Алиса щурила прозрачные, цвета бутылочного стекла глаза и отворачивалась. Зрачки её твердели, намагничивались и вытягивались в длину. Она меньше всего заботилась о своей репутации, но она была хитрая. При маме делает вид, что она добрая и простодушная, как веник.
Ещё Майе не нравилось в себе то, что она меняется по нескольку раз в день. То она подвижная и весёлая. То она печальная, и рук поднять ей не хочется. А то вдруг становится злой и разговорчивой.
А её никто не веселил, не обижал, вообще, вокруг ничто не изменялось. Она уставала от своих настроений. Ей хотелось всегда быть одинаковой. Как управлять собой?
Военная зима установилась безжалостная. Что может быть хуже мороза! В домах холодно, скоро станет нечем топить, когда сожгут деревянные дома. И есть будет нечего. Как-то с мамой они бежали по лестнице в бомбоубежище. Вдруг Майя остановилась. Мама недовольно подтолкнула её. Тогда Майя совсем заупрямилась.
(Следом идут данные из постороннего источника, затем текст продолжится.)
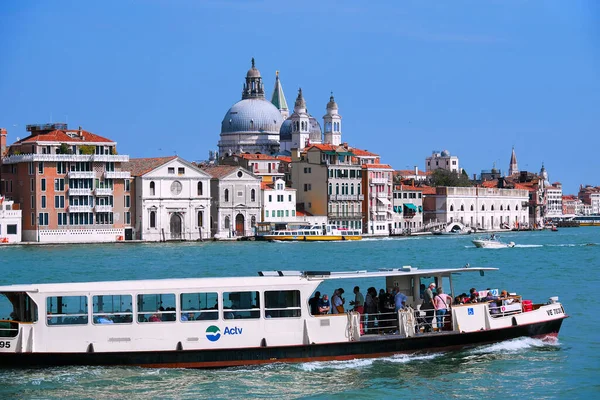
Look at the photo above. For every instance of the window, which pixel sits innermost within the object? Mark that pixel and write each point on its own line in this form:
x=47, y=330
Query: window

Она спросила маму:
— Вдруг бомба сегодня на нас свалится?
— Не болтай, быстрей иди!
Но Майя глядела на маму.
— Скажи, ведь такое может быть?
— Всё может быть. Иди же.
И мама сильно дёрнула её руку.
Майя ухватилась за перила двумя руками.
— Если нас разбомбят, зачем с нами пропадать хлебу?
Как взрослые сами не могут об этом догадаться?
Раньше ей нравилась всякая погода. Погода приходила и сразу давала понять, что она — явилась. Но она была не вечная и когда-нибудь убиралась. Всякому было ясно, как одеваться. В холодное время надо лучше есть, побольше топить. Чтобы не заболеть. И ещё: не было бы зимы, разве люди сами догадались бы построить тёплые дома, догадались бы сшить себе столько красивых вещей? Так и сидели бы до скончания света в своих пещерах, продуваемых ветрами.